Gateway (telecommunications)

In a communications network, a network node equipped for interfacing with another network that uses different protocols.
A gateway may contain devices such as protocol translators, impedance matching devices, rate converters, fault isolators, or signal translators as necessary to provide system interoperability. It also requires the establishment of mutually acceptable administrative procedures between both networks.
A protocol translation/mapping gateway interconnects networks with different network protocol technologies by performing the required protocol conversions.
Loosely, a computer is configured to perform the tasks of a gateway. For a specific case, see default gateway.
Routers exemplify special cases of gateways.

Gateways, also called protocol converters, can operate at any layer of the OSI model. The job of a gateway is much more complex than that of a router or switch. Typically, a gateway must convert one protocol stack into another.

Gateways work on all seven OSI layers . The main job of a gateway is to convert protocols among communications networks. A router by itself transfers, accepts and relays packets only across networks using similar protocols. A gateway on the other hand can accept a packet formatted for one protocol (e.g. AppleTalk) and convert it to a packet formatted for another protocol (e.g. TCP/IP) before forwarding it. A gateway can be implemented in hardware, software or both, but they are usually implemented by software installed within a router. A gateway must understand the protocols used by each network linked into the router. Gateways are slower than bridges, switches and (non-gateway) routers.
A gateway is a network point that acts as an entrance to another network. On the Internet, a node or stopping point can be either a gateway node or a host (end-point) node. Both the computers of Internet users and the computers that serve pages to users are host nodes, while the nodes that connect the networks in between are gateways. For example, the computers that control traffic between company networks or the computers used by internet service providers (ISPs) to connect users to the internet are gateway nodes.

In the network for an enterprise, a computer server acting as a gateway node is often also acting as a proxy server and a firewall server. A gateway is often associated with both a router, which knows where to direct a given packet of data that arrives at the gateway, and a switch, which furnishes the actual path in and out of the gateway for a given packet.
On an IP network, clients should automatically send IP packets with a destination outside a given subnet mask to a network gateway. A subnet mask defines the IP range of a network. For example, if a network has a base IP address of and has a subnet mask of, then any data going to an IP address outside of 192.168.0.X will be sent to that network's gateway. While forwarding an IP packet to another network, the gateway might or might not perform Network Address Translation.

A gateway is an essential feature of most routers, although other devices (such as any PC or server) can function as a gateway.
Most computer operating systems use the terms described above. A computer running Microsoft Windows however describes this standard networking feature as Internet Connection Sharing; which will act as a gateway, offering a connection between the Internet and an internal network. Such a system might also act as a DHCP server. Dynamic Host Configuration Protocol (DHCP) is a protocol used by networked devices (clients) to obtain various parameters necessary for the clients to operate in an Internet Protocol (IP) network. By using this protocol, system administration workload greatly decreases, and devices can be added to the network with minimal or no manual configurations.

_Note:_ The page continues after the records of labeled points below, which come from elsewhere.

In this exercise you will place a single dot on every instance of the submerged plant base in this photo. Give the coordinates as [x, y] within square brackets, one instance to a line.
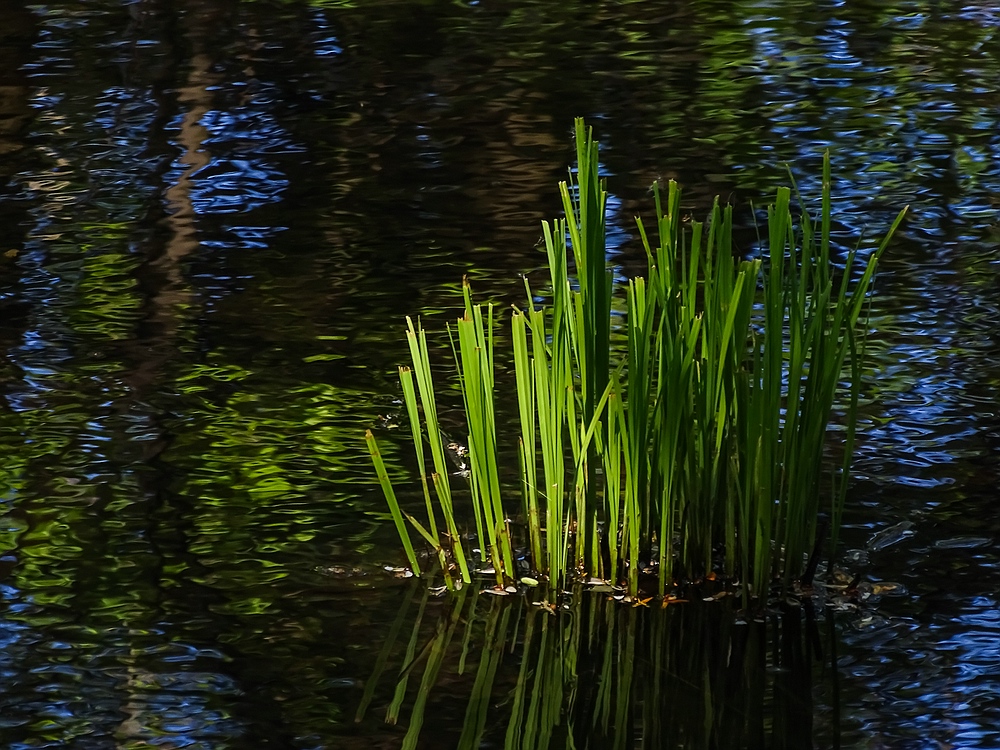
[522, 676]
[702, 452]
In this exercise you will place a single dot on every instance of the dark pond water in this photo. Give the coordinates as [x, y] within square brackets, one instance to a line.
[217, 213]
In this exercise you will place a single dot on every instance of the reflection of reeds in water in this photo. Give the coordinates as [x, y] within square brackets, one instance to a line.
[703, 449]
[601, 676]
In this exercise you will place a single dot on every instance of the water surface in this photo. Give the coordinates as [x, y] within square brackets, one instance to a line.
[217, 214]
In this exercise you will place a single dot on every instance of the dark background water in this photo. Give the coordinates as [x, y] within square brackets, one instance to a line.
[217, 213]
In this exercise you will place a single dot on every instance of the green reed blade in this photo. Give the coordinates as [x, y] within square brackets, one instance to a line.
[390, 496]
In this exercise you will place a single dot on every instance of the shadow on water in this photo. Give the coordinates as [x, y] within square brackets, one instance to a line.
[473, 670]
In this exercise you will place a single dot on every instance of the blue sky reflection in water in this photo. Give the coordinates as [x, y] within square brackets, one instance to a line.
[217, 213]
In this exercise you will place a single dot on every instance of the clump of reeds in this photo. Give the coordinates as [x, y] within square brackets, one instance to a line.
[705, 448]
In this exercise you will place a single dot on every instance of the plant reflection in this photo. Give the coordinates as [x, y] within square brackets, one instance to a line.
[599, 674]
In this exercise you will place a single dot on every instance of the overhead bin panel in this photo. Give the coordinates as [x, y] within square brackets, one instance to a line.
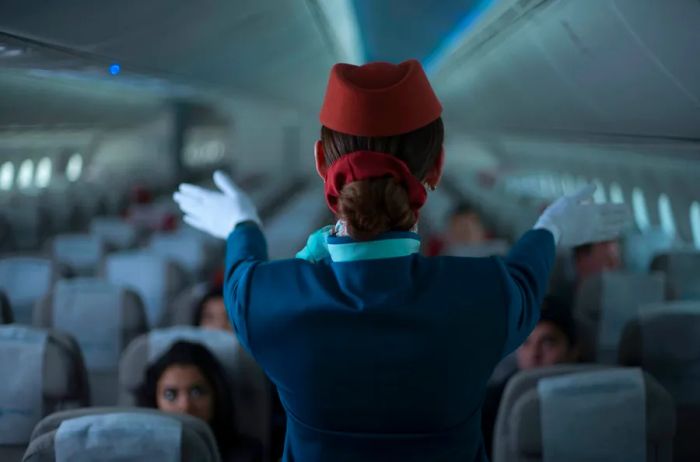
[622, 67]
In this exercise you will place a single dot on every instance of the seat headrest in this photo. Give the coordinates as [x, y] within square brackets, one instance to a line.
[117, 434]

A very popular example is connecting a Local Area Network or Wireless LAN to the Internet or other Wide Area Network. In this case the gateway connects an IPX/SPX (the LAN) to a TCP/IP network (the Internet).
MainWay is the Bull brand for a gateway which connects DSA to TCP/IP telecom

Connecting IP Networks
Gateways that connect two IP-based networks, have two IP addresses, one on each network. A gateway address like is a Private address, and is the address to which traffic is sent from the LAN. The other IP address is the Wide Area Network address, this is the address to which traffic is sent coming from the WAN. When this is the Internet, that address is usually assigned by an ISP.
When talking about the gateway IP address, commonly the LAN-address of the gateway is meant.
If private addressing is used then the addresses of computers connected to the LAN are hidden behind the WAN gateway. That is, remote computers located "out there" on the WAN can only communicate with LAN stations via the gateway's WAN IP address. To regulate traffic between the WAN and the LAN, the gateway commonly performs Network Address Translation (NAT), presenting all of the LAN traffic to the WAN as coming from the gateway's WAN IP address and doing packet sorting and distribution of return WAN traffic to the local network.